Financial markets focused on Middle East tensions, including the closure of the Strait of Hormuz and the US seizure of an Iran-flagged vessel. Traders awaited a second round of Iran–US talks, while Wall Street closed lower and the US Dollar ended with moderate losses.
The US Dollar Index (DXY) touched a five-day high of 98.35 before turning, set to finish near 98.00. With little data due, markets tracked US President Donald Trump’s social media posts, a US delegation trip to Pakistan, upcoming Retail Sales, the ADP Employment Change 4-week average, and the Senate hearing for Fed Chair nominee Kevin Warsh.
Currency Markets And Key Catalysts
EUR/USD initially gapped lower but moved up to around 1.1800, up 0.20% on the day. Attention turned to speeches by ECB officials and the EU and German ZEW Survey of Economic Sentiment for April.

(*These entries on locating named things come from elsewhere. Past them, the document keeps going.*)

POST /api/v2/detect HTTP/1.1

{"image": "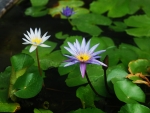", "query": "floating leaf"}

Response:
[40,50,65,70]
[69,108,104,113]
[25,6,48,17]
[71,13,111,36]
[124,15,150,37]
[113,80,145,104]
[128,59,150,74]
[118,103,150,113]
[13,72,43,98]
[76,87,95,107]
[0,103,21,113]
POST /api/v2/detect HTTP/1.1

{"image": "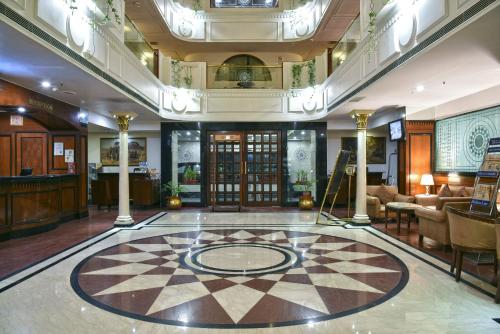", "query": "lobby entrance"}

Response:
[161,122,327,207]
[207,130,282,208]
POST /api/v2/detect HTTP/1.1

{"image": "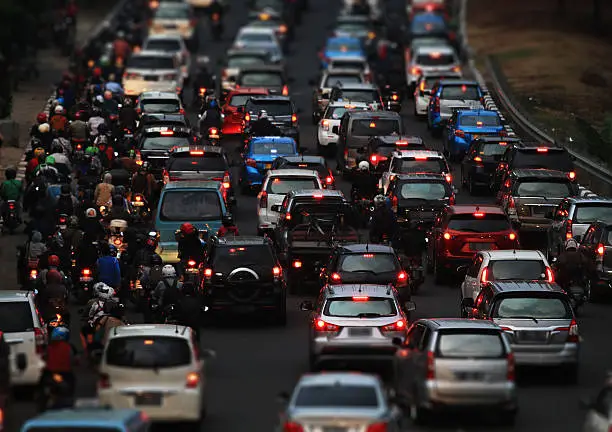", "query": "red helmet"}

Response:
[47,255,60,267]
[181,222,195,235]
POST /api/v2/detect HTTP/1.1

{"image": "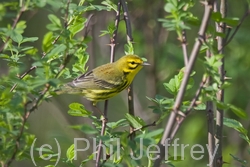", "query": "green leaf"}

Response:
[222,17,240,27]
[125,113,145,129]
[227,104,247,118]
[124,42,134,55]
[107,119,128,129]
[48,14,61,27]
[42,31,53,53]
[223,117,247,135]
[69,16,87,37]
[10,30,23,44]
[229,154,247,165]
[168,156,185,162]
[68,103,92,117]
[14,21,27,34]
[70,124,99,135]
[22,37,38,43]
[66,144,76,162]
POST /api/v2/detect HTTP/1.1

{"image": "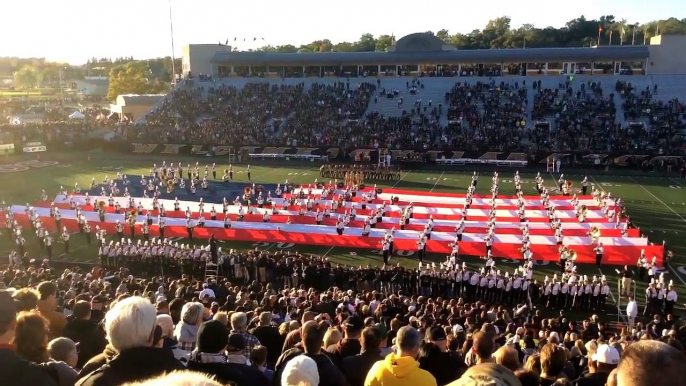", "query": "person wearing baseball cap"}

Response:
[0,290,59,386]
[574,344,620,386]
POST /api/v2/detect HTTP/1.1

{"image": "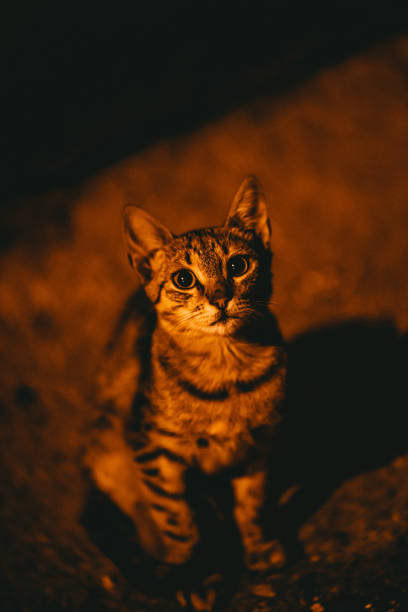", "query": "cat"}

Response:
[85,176,286,610]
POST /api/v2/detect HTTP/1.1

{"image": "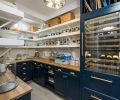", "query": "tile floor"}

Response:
[29,82,64,100]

GBP/USD moved back above 1.3500, supported by broad US Dollar weakness, and UK jobs data awaited ILO unemployment for February (three-month period), expected to hold at 5.2%.
USD/JPY rose as the yen was the weakest G10 currency; the Bank of Japan indicated unchanged rates despite markets pricing 47 basis points of tightening, with trade and export/import data due.
AUD/USD closed above 0.7150 on expectations of RBA rate rises, while WTI gained over 2.4% to $85.89 and gold held above $4,800 under pressure from higher Treasury yields.
Looking Back And Positioning Ahead
We remember how the US-Iran flare-up in 2025 sent oil prices soaring. Last year’s closure of the Strait of Hormuz pushed WTI crude past $85, creating extreme volatility in energy derivatives. Today, with OPEC+ holding production steady after its latest meeting and global inventories sitting 5% below the five-year average, options markets are implying much lower volatility.
The US Dollar was whippy in 2025, with the DXY swinging around the 98.00 level based on geopolitical headlines. Now, the index is trading in a tight range near 104.50 after the Federal Reserve signaled a pause in its hiking cycle last month. With the latest CPI data showing core inflation easing to 3.1%, derivative traders should consider strategies that profit from a sideways-moving dollar.
A year ago, we saw EUR/USD climb towards 1.1800 despite a cautious European Central Bank, mostly due to broad dollar weakness. That situation has now shifted, as the ECB remains hesitant to cut rates while the Bank of England is still battling persistent wage growth that remains above 5%. This policy divergence makes long EUR/GBP futures an attractive hedge against further weakness in the pound.
The yen’s weakness was a defining trend in 2025, as the Bank of Japan firmly resisted the global trend of raising interest rates. However, the BoJ’s recent decision in March to finally exit its negative interest rate policy has fundamentally altered the landscape. Traders should look at buying JPY call options against the dollar to position for a potential unwinding of the massive carry trade.
We saw gold struggle for direction back in 2025, as the market was more focused on pricing in aggressive Fed rate hikes which pushed up Treasury yields. Today, the environment for the non-yielding metal has improved significantly, with the 10-year Treasury yield having fallen below 3.8%. Buying long-dated call options on gold could provide upside exposure as central banks globally continue to add to their reserves.